# Welcome to the Natural Language Processing (NLP) jupyter notebook series!
This mini-course has been prepared with the aim of showing rather practical side of the NLP, than detailed theoretical aspects. This and further notebooks contain brief theoretical introduction to every concept, which is later implemented using Python and popular Python NLP modules. Each notebook also contains practical exercises along with complete solutions.

Intro to NLP???

read input (1) and process (2)

## 1. Reading files
Usually, natural language processing tasks will be performed on rather large amount of data. Since copy & paste works fine for small articles or paragraphs, we can't really use it when there are thousands of them. Large data sets are stored in files of different formats (e.g. .txt, .csv, .log), which impose a strict rules on how the file is structured. This is important for two reasons in terms of reading files.

Firstly, a given file should be interpreted in the same, unambiguous way by all users whether they are people or computer programs. Secondly, the file structure should be corresponding to its content, e.g. if a file contains user tweets it will be more natural to put one tweet per line rather one word per line. By utilizing the fact of how the file is structured, a lot of pre-processing can be ommited by creating an appropriate file loader. 

 A common way of structuring files is by using delimiters like commas ',' or endline characters '\n'. Very large data sets may be also organized using data bases and their own file systems.

### 1.1 Txt files
Let's see how to deal with a text file (words.txt) containing 10000 most common English words, one per line. The simplest idea would be to read the whole file and store it as a string. However, by doing so we do not take the advantage of the file structure. With a minimal additional cost instead of one big string, we can create a list containing 10000 separate string elements - words. Let's see how it can be done!

In [5]:
word_list = []

# open 'words.txt' file in a reading 'r' mode.
with open('words.txt', mode='r', encoding='utf-8') as f:
    word_list = f.read().splitlines()  # split lines based on the endline '\n' character

Now, let's see first 20 words and last 20 words in our list.

In [6]:
print(word_list[:20]) # First 20 words
print(word_list[-20:]) # Last 20 words

['a', 'aa', 'aaa', 'aaron', 'ab', 'abandoned', 'abc', 'aberdeen', 'abilities', 'ability', 'able', 'aboriginal', 'abortion', 'about', 'above', 'abraham', 'abroad', 'abs', 'absence', 'absent']
['zambia', 'zdnet', 'zealand', 'zen', 'zero', 'zimbabwe', 'zinc', 'zip', 'zoloft', 'zone', 'zones', 'zoning', 'zoo', 'zoom', 'zoophilia', 'zope', 'zshops', 'zu', 'zum', 'zus']

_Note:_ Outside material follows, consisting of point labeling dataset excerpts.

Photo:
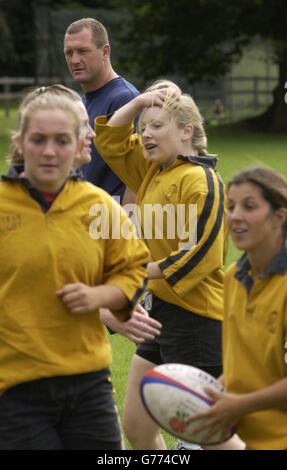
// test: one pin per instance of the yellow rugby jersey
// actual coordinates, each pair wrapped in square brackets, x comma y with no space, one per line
[254,345]
[192,278]
[40,253]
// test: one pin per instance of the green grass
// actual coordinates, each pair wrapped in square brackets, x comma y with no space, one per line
[236,150]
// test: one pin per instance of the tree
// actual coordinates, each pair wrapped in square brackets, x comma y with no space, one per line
[200,39]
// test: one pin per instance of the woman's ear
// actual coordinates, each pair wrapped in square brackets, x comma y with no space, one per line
[281,215]
[18,143]
[187,132]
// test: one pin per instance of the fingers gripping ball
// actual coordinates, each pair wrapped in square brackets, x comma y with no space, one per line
[173,393]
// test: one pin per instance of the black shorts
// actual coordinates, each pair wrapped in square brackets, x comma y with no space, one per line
[186,338]
[74,412]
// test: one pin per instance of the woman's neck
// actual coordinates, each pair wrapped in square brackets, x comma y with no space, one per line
[261,257]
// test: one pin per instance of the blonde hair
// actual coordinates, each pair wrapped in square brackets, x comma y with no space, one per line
[183,110]
[15,157]
[46,102]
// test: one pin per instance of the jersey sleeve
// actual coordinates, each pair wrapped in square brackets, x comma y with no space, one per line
[185,268]
[126,258]
[122,150]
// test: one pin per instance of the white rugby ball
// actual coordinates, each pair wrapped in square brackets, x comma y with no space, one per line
[172,393]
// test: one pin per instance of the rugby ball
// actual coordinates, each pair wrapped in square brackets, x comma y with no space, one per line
[172,393]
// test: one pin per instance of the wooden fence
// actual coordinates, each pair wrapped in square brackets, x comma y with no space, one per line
[235,93]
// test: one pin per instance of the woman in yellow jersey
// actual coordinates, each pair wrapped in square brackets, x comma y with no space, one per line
[255,322]
[180,199]
[57,270]
[140,326]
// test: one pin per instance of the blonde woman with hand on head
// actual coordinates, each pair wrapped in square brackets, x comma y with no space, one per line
[55,387]
[167,165]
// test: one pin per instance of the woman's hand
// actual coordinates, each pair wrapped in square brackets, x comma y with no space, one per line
[223,415]
[79,298]
[138,328]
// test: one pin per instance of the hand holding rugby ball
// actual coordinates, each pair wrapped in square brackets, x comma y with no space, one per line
[173,393]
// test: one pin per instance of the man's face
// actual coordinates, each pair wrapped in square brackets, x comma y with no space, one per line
[85,61]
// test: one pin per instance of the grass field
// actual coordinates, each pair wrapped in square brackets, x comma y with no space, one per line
[236,150]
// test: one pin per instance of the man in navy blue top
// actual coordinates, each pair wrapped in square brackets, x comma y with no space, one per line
[87,51]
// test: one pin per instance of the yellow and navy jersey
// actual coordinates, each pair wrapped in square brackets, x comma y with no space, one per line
[254,345]
[190,255]
[43,250]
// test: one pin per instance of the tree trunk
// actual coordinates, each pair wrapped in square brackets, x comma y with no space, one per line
[274,119]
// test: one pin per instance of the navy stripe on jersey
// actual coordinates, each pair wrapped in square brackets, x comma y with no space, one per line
[197,258]
[204,216]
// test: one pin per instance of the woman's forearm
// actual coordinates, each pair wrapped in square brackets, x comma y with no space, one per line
[127,113]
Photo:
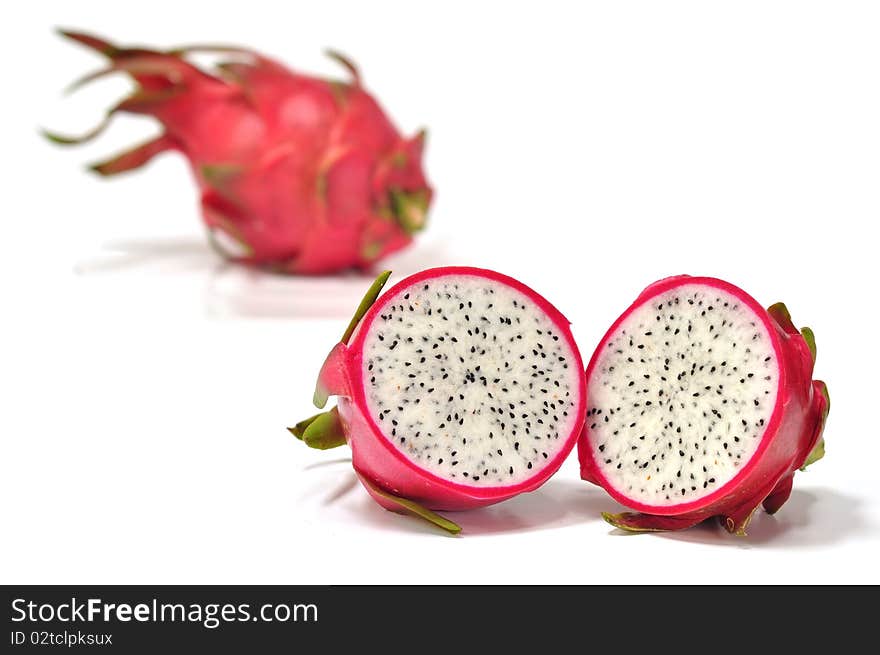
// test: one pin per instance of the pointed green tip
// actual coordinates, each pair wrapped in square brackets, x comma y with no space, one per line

In some cases, we don't want to read the whole file (e.g. when the file is huge). Let's see how to read first 50 words of the words.txt file.
Note: a very common mistake when reading files line by line is not removing the endline '\n' character, which is at the end of each line (see .rstrip() below).

In [7]:
word_list = []
lines_to_read_num = 50

# open 'words.txt' file in a reading 'r' mode.
with open('words.txt', mode='r', encoding='utf-8') as f:
    for _ in range(lines_to_read_num):  # _ is a wildcard
        word_list.append(f.readline().rstrip()) # We want to strip the last character of each line since it is and endline '\n' character

print(word_list[:20]) # First 20 words

['a', 'aa', 'aaa', 'aaron', 'ab', 'abandoned', 'abc', 'aberdeen', 'abilities', 'ability', 'able', 'aboriginal', 'abortion', 'about', 'above', 'abraham', 'abroad', 'abs', 'absence', 'absent']


### 1.2 File Encoding 
Now, let's try to load another text file (japaneseWords.txt) containing 10000 most common Japanese words. 

In [8]:
japanese_words = []

# open 'words.txt' file in a reading 'r' mode.
with open('japaneseWords.txt', mode='r', encoding='utf-8') as f:
    japanese_words = f.read().splitlines()  # split lines based on the endline '\n' character
print(japanese_words[:20]) # First 20 words

UnicodeDecodeError: 'utf-8' codec can't decode byte 0xff in position 0: invalid start byte

Oops, we got the `UnicodeDecodeError`... This error is raised because the default encoding used by Python for reading files (`utf-8`) is different from the one used in the japanese words file (`utf-16`). Even though `utf-8` is widely used and in most cases sufficient, in the future you may deal with data encoded using other encodings (like in this case). Try to solve this problem by approprietly changing the `encoding` parameter in the `open` function and run it again!

### 1.3 CSV files
So far, our data set consisted of one word per line without any additional details. However, in many cases each entry in your data set may contain more than one field. For example, imagine that in the english word list, we would like to annotate each word with a name of the lexical categories it belongs to (verb, noun, etc.). In cases like this, csv files are very convenient.